QHD, FreeSync And More
Once again, BenQ delivers an excellent gaming monitor to the marketplace. Not only does the XL2730Z offer lots of player-oriented features and FreeSync support, it comes with performance that almost qualifies it as a professional screen.
Of course FreeSync is the star here, and it’s the main reason to consider purchasing one of these for your high-end gaming rig. We say high-end because, like all cutting-edge products, the tech isn't cheap. Expect to spend nearly $300 more than the excellent XL2720Z. That extra coin buys you QHD resolution and frame rate-matching. But this is still a TN panel, which will turn some users off. Its nearest competition is the Asus ROG Swift PG278Q. After spending some time priced near $1000, that display is back down in the $750 range. Still, once you’ve experienced the smoothness of G-Sync or FreeSync, it’s really hard to go back to a vanilla 144Hz screen.

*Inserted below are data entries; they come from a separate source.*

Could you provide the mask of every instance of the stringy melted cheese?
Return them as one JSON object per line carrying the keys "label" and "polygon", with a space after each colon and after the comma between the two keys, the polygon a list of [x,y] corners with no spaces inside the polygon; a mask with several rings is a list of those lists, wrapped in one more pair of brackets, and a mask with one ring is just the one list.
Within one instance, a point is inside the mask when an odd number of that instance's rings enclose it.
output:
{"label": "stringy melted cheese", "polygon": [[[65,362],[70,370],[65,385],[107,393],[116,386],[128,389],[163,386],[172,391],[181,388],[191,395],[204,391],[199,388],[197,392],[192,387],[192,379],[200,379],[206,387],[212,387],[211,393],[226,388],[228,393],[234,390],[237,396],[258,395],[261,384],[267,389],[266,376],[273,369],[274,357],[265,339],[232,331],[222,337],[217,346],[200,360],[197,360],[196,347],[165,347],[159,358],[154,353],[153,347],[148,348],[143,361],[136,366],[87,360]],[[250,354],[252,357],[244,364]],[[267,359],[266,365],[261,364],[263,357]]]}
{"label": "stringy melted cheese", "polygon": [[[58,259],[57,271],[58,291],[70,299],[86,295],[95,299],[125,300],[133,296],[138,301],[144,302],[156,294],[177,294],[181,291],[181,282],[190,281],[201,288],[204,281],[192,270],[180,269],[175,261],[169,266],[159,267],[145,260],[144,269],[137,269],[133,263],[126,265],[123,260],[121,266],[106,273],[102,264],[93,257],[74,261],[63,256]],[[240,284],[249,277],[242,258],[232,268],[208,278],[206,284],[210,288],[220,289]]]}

To further distance itself from the competition, BenQ takes huge strides with its blur-reduction technology. The earliest gaming monitors with the feature had on/off switches, which meant dropping light output by more than half. Unless you started with a panel rated at over 450cd/m2, you had a barely-usable image when strobing was active. Asus includes a pulse width adjustment with its ROG Swift, and other manufacturers have followed suit. Our favorite implementations, though, come from BenQ and LG. Both manage to strike an ideal balance between light output and blur-reduction to the point where you can actually use the feature all of the time. And it bears mentioning that the XL2730Z is one of the few screens that can do it at 144Hz.
Other value-adds include the OSD controller, which we just can’t say enough good things about. Typically, you'd configure the display and never visit its menus again. For gaming, however, it is sometimes necessary to move outside the strict parameters of calibration when you need better detail rendering or more saturated color in specific situations. The XL2730Z allows that with useful gamma presets, a Color Vibrance control and the aforementioned blur-reduction adjustments.
And we can’t finish this review without again mentioning BenQ’s excellent build quality. When you unpack the XL2730Z, you can’t help but be impressed by the solid aluminum upright coupled with a super-rigid base and a panel chassis completely devoid of flex. As an assembled unit, it moves with precision into whatever position you desire. To top it off, you get a handy headphone hook (also made from aluminum), a sturdy carry handle cast right into the upright and even a nice dust cover to keep your new purchase clean. It all adds up to a package that, while pricey, delivers a lot of quality both behind and in front of the screen.
For its excellent performance, no-fuss FreeSync implementation, top-shelf motion blur-reduction and solid build quality, we’re giving the BenQ XL2730Z our Tom’s Hardware Editor Recommended Award.